The narrator and his daughter Kathleen travel to the places in Vietnam where he was deployed. Kathleen is only 10 and can't grasp the field's significance, though she notices its "rotten" smell. She can't understand why the war happened and why her father had to fight. People wanted different things, the narrator explains, but he wanted only to "stay alive." She thinks he's "weird" because he can't forget "some dumb thing" from long ago.

Standing in the field, which now looks ordinary and uneventful, the narrator thinks of the "relics" under his feet—"canteens and bandoliers and mess kits." The field "swallowed" the narrator's courage and his closest friend, yet now he feels no "real emotion." As Kathleen watches anxiously, her father dives into the Song Tra Bong and presses Kiowa's moccasins into the river's mushy bottom. Surfacing, he can only think to repeat Mitchell's words: "There it is." An old farmer raises his shovel at the narrator in some sort of gesture, and Kathleen worries that the man is angry. "All that's finished," her father assures her.
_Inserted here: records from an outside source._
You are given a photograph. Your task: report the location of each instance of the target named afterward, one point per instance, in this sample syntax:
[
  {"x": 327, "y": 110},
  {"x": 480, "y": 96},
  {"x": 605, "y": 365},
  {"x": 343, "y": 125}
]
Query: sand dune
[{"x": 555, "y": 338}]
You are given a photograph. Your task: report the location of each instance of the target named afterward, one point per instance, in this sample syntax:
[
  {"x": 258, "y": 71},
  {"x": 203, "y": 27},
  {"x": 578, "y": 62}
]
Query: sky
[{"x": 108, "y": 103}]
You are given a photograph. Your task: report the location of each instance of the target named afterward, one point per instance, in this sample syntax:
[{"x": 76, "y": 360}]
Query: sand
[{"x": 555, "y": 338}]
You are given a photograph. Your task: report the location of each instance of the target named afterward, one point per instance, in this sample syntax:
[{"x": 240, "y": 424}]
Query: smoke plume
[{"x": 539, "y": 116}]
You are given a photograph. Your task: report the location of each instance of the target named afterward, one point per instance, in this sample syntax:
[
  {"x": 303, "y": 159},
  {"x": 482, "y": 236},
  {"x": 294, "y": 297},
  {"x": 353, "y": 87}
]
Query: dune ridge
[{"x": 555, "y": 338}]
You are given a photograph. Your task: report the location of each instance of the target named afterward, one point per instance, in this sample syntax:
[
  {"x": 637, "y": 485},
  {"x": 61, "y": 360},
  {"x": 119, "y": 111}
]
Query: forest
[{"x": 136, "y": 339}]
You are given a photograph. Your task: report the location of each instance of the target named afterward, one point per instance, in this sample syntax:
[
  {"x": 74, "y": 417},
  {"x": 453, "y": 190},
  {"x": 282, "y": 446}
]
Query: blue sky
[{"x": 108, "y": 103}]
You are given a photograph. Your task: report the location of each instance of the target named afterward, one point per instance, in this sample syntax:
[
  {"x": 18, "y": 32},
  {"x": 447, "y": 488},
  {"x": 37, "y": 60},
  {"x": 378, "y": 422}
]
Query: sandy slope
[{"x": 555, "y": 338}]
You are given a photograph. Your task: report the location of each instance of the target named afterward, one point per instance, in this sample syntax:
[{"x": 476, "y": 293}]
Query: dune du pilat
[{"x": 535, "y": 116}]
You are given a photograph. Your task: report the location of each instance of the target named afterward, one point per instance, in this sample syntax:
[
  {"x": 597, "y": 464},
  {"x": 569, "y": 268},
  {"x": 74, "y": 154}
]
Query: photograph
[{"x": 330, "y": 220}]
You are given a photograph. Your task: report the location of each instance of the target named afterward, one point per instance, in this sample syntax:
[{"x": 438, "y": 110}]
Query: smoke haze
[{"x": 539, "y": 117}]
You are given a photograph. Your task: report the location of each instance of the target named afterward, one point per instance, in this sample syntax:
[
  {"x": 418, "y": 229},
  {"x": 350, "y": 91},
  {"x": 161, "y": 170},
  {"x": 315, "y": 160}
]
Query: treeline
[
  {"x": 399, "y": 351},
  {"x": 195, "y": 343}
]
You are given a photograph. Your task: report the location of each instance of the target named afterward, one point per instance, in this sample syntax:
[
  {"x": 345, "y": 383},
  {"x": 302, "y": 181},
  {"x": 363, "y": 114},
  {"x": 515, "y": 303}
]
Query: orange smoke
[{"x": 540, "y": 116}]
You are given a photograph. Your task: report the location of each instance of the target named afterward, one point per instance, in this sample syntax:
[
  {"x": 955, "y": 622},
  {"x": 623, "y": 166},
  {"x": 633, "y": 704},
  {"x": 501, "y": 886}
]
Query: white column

This story highlights the narrator's sense of disconnection after he returns to Vietnam, years after the war. The narrator travels to Vietnam ostensibly to show his daughter "something of the world" for her birthday. She does enjoy the "exotic food and animals," but she can't grasp what the trip means for him or why he wants her to see "the Vietnam that kept me awake at night." His daughter's inability to do so emphasizes how isolated the narrator is regarding his war experiences and how hard it is to communicate their meaning to another person.

In the field by the river, the narrator hopes the land will offer "signs of forgiveness or personal grace," but he's disappointed. The field is smaller than he remembers it and is peaceful, showing no signs of its terrible place in the narrator's past. The day is balmy, with blue skies and butterflies, too commonplace to evoke anything but the "awkwardness of remembering." This also contributes to the narrator's sense of disconnection. The place bears no traces of the terrible events he remembers, so the land fails to communicate the "signs of forgiveness or grace" he needs to resolve psychologically what happened there.

The narrator admits that his illusions about life sank into the mud with Kiowa, leaving him feeling "cold inside." He blames the field for "taking away the person I had once been," but now he feels that, over 20 years, he has "mostly worked [his] way out" of the field's muddy grip. The writer of war stories finds himself at a loss for words, wanting to tell Kiowa that he was "the very best" friend but unable to say so.